Accurate solutions of the Schrödinger equation for the electrons in molecules and materials would vastly enhance our capability for chemical discovery, but computational cost makes this prohibitive. Since Dirac first exhorted us to find suitable approximations to bypass this cost1, much progress has been made, but much remains out of reach for the foreseeable future. The central promise of machine learning (ML) is that, by exploiting statistical learning of the properties of a few cases, we might leap-frog over the worst bottlenecks in this process.

As visible from the publication record in the field (Fig. 1), over the decade since Nature Communications first appeared, machine learning has gained increasing traction in the hard sciences2, and has found many applications in atomistic simulation sciences3. Here, we focus on the progress achieved in the last decade on three interrelated topics (i) electronic structure theory, broadly defined, (ii) universal force field models, as used for vibrational analysis or molecular dynamics applications, and (iii) first principles-based approaches enabling the exploration of chemical compound space.

Fig. 1: Publications each year from a web of science search with topics of machine learning and either chemistry or materials, July 20, 2020.
figure1

The average number of citations per article is 12. This updates Fig. 1 of ref. 30.

Basic challenges

The central challenge of Schrödinger space is to use supervised learning from examples to find patterns that either accelerate or improve upon the existing human algorithms behind these technologies. In density functional theory (KS-DFT), this most often means improved approximate functionals; in quantum Monte Carlo (QMC), this is faster ways to find variational wavefunctions; in ab initio quantum chemistry such as coupled cluster considering single, double, and perturbative triple excitations (CCSD(T)), this is learned predictions of wavefunction amplitudes instead of recalculation for every system.
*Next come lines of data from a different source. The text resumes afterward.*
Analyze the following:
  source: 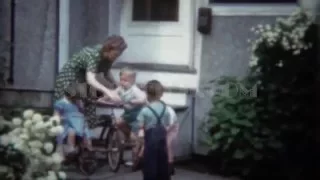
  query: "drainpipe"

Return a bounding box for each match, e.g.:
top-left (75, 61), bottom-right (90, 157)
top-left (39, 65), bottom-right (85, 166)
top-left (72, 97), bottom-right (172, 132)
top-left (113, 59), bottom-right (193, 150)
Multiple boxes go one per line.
top-left (58, 0), bottom-right (70, 71)
top-left (191, 94), bottom-right (196, 155)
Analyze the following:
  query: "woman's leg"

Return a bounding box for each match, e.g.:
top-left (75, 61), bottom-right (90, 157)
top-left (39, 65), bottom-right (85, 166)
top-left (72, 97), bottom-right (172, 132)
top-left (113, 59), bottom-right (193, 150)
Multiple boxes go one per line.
top-left (84, 98), bottom-right (98, 129)
top-left (167, 125), bottom-right (178, 175)
top-left (66, 128), bottom-right (76, 153)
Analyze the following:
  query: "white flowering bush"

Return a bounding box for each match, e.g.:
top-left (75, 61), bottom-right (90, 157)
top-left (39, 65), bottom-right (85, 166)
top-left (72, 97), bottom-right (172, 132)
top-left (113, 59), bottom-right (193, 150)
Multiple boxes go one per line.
top-left (249, 9), bottom-right (313, 70)
top-left (0, 110), bottom-right (66, 180)
top-left (204, 10), bottom-right (318, 179)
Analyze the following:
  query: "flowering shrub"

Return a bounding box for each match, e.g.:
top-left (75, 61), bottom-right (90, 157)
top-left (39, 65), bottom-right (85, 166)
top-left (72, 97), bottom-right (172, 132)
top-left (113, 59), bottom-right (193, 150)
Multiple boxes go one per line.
top-left (249, 9), bottom-right (313, 70)
top-left (206, 10), bottom-right (317, 179)
top-left (0, 110), bottom-right (66, 180)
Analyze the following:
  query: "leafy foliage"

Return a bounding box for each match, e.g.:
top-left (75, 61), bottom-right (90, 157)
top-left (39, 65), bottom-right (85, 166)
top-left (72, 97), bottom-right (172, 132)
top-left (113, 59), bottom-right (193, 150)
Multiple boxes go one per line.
top-left (205, 11), bottom-right (317, 176)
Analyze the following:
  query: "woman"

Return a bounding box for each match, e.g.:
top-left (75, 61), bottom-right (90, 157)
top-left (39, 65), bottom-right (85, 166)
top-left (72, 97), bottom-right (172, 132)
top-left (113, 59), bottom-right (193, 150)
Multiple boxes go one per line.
top-left (54, 36), bottom-right (127, 128)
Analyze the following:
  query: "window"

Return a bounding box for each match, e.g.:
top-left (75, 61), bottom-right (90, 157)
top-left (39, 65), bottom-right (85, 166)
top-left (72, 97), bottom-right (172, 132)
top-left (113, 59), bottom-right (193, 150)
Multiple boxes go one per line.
top-left (132, 0), bottom-right (179, 21)
top-left (210, 0), bottom-right (297, 4)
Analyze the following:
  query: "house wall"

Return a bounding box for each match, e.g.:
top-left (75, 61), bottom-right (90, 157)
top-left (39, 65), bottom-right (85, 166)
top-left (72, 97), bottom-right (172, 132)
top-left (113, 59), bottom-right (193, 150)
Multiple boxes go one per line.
top-left (193, 0), bottom-right (320, 155)
top-left (0, 0), bottom-right (58, 107)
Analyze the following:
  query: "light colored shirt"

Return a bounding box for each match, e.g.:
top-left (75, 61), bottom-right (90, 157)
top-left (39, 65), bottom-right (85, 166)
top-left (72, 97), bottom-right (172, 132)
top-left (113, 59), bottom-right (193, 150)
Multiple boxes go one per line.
top-left (118, 84), bottom-right (146, 109)
top-left (167, 105), bottom-right (178, 125)
top-left (137, 102), bottom-right (173, 130)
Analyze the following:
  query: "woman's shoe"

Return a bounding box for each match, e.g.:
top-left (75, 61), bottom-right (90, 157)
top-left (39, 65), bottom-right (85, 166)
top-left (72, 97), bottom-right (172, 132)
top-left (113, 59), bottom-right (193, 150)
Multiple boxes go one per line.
top-left (132, 158), bottom-right (143, 172)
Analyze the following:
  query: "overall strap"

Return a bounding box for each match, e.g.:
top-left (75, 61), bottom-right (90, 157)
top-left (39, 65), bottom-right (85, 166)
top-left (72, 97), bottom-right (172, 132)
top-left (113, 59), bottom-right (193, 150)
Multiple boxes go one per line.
top-left (148, 101), bottom-right (167, 125)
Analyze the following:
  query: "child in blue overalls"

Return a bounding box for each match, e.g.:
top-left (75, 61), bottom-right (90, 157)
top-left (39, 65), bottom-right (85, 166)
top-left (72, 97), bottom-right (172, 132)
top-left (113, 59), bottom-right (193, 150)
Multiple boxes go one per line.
top-left (54, 87), bottom-right (92, 154)
top-left (137, 80), bottom-right (171, 180)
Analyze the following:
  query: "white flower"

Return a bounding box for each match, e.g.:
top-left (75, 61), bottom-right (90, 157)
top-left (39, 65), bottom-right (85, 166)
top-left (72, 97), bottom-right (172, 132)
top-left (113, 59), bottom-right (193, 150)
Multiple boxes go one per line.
top-left (49, 116), bottom-right (60, 124)
top-left (293, 49), bottom-right (300, 55)
top-left (10, 128), bottom-right (22, 135)
top-left (43, 142), bottom-right (54, 153)
top-left (34, 133), bottom-right (46, 140)
top-left (34, 121), bottom-right (46, 130)
top-left (277, 60), bottom-right (283, 67)
top-left (0, 135), bottom-right (11, 146)
top-left (47, 171), bottom-right (58, 180)
top-left (30, 147), bottom-right (42, 156)
top-left (23, 109), bottom-right (34, 119)
top-left (265, 24), bottom-right (271, 31)
top-left (32, 113), bottom-right (43, 122)
top-left (52, 152), bottom-right (63, 164)
top-left (28, 140), bottom-right (43, 148)
top-left (58, 171), bottom-right (67, 179)
top-left (49, 126), bottom-right (64, 136)
top-left (19, 133), bottom-right (30, 140)
top-left (249, 55), bottom-right (259, 67)
top-left (23, 119), bottom-right (32, 128)
top-left (0, 165), bottom-right (10, 174)
top-left (12, 118), bottom-right (22, 126)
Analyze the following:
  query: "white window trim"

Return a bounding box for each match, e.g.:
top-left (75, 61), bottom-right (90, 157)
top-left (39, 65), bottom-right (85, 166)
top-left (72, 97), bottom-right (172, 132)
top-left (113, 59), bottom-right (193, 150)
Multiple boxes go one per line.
top-left (209, 3), bottom-right (299, 16)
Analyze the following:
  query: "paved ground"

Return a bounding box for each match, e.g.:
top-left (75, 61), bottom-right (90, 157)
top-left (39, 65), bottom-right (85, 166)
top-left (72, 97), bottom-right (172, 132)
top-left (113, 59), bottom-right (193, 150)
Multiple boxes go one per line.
top-left (65, 152), bottom-right (236, 180)
top-left (68, 167), bottom-right (238, 180)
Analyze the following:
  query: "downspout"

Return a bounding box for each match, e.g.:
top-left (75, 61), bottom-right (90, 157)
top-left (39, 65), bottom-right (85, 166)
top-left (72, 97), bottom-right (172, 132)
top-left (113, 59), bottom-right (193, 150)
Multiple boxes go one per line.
top-left (51, 0), bottom-right (70, 104)
top-left (191, 94), bottom-right (196, 155)
top-left (7, 0), bottom-right (16, 84)
top-left (58, 0), bottom-right (70, 71)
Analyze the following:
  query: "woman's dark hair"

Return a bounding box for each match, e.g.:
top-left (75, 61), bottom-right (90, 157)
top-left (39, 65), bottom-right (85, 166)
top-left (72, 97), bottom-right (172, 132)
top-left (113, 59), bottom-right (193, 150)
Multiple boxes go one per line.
top-left (64, 85), bottom-right (80, 98)
top-left (146, 80), bottom-right (164, 98)
top-left (102, 35), bottom-right (128, 52)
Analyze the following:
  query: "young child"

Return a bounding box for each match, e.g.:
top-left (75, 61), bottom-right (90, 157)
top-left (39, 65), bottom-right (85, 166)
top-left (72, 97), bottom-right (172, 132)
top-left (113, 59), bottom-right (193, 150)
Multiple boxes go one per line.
top-left (137, 80), bottom-right (171, 180)
top-left (54, 88), bottom-right (92, 154)
top-left (99, 67), bottom-right (146, 166)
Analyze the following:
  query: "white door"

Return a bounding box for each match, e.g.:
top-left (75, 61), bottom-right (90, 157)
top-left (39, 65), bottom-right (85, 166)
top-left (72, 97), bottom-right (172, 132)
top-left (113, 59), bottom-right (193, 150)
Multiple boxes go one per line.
top-left (120, 0), bottom-right (194, 65)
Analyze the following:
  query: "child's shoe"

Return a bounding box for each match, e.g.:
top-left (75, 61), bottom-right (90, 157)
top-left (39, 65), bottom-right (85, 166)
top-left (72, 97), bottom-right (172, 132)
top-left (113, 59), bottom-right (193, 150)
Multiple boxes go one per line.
top-left (65, 146), bottom-right (77, 154)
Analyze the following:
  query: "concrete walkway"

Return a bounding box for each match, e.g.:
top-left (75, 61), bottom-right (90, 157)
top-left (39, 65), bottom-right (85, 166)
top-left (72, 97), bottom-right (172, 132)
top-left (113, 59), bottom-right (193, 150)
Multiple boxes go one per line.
top-left (67, 167), bottom-right (237, 180)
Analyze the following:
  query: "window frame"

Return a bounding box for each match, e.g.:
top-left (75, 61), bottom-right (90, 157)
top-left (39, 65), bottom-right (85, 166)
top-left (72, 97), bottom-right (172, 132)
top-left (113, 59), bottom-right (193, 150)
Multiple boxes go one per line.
top-left (131, 0), bottom-right (181, 22)
top-left (208, 0), bottom-right (299, 16)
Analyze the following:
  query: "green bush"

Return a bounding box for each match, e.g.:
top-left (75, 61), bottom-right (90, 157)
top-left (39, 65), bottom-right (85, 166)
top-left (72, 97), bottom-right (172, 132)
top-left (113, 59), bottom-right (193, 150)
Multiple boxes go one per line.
top-left (205, 8), bottom-right (317, 177)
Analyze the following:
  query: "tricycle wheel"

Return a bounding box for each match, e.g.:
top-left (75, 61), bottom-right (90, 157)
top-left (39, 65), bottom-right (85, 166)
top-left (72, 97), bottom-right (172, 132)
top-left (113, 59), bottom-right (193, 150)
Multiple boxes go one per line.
top-left (78, 150), bottom-right (98, 176)
top-left (107, 129), bottom-right (123, 172)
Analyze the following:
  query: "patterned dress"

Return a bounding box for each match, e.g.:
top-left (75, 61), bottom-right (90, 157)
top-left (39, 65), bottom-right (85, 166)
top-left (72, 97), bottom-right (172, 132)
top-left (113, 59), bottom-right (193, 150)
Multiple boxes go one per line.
top-left (54, 45), bottom-right (111, 128)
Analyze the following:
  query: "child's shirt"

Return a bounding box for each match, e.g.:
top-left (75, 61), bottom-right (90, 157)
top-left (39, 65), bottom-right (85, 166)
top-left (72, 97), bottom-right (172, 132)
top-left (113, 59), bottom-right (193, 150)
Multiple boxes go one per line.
top-left (167, 106), bottom-right (178, 125)
top-left (137, 101), bottom-right (170, 130)
top-left (118, 84), bottom-right (146, 110)
top-left (54, 98), bottom-right (84, 119)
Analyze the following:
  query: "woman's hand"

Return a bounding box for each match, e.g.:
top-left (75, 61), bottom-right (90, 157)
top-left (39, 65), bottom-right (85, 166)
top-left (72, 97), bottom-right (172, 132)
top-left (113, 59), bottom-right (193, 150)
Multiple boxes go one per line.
top-left (106, 91), bottom-right (122, 103)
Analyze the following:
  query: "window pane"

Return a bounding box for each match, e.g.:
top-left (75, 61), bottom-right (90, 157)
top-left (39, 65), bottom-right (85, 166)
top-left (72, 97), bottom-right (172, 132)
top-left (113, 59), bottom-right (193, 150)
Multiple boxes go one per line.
top-left (210, 0), bottom-right (297, 3)
top-left (132, 0), bottom-right (179, 21)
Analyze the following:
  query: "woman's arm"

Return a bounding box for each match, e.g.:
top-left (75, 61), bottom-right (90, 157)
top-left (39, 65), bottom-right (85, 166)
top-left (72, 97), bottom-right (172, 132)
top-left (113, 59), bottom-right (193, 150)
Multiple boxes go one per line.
top-left (86, 71), bottom-right (112, 96)
top-left (130, 88), bottom-right (147, 105)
In the condensed phase, molecular dynamics simulations yield a vast amount of useful thermodynamic and kinetic properties. Classical force fields cost little to run, but are often accurate only around the equilibrium. The only first-principles alternative is Kohn–Sham density functional theory (DFT), but its computational cost vastly reduces what is practical. A central challenge of configuration space is therefore to produce energies and forces from a classical potential of accuracies comparable to DFT (at least) via training on DFT-calculated samples, possibly for just one element, but with hundreds to thousands of atoms in unique bonding (and bond-breaking) arrangements.

Finally, the challenge of chemical compound space is to explore all useful combinations of distinct atoms. The number of stable combinations is often astronomical. The central aim is to train on quantum-chemical examples, and create a ML algorithm that can, given a configuration of atoms, generate the atomization energy without running, e.g., a DFT calculation, in order to scan the vast unknown of unsynthesized molecules for desirable functionalities.

These challenges are hierarchical. Progress in creating better density functionals clearly impacts finding accurate forces for molecular dynamics and accurate searching of chemical compound space. Finding a way to learn molecular energies with fewer examples is useful for chemical compound space, but forces would also be needed to run molecular dynamics, and self-consistent densities to run orbital-free DFT. The challenges are also overlapping: improved density functionals may be irrelevant if ML force fields can be trained on CCSD(T) energies and forces.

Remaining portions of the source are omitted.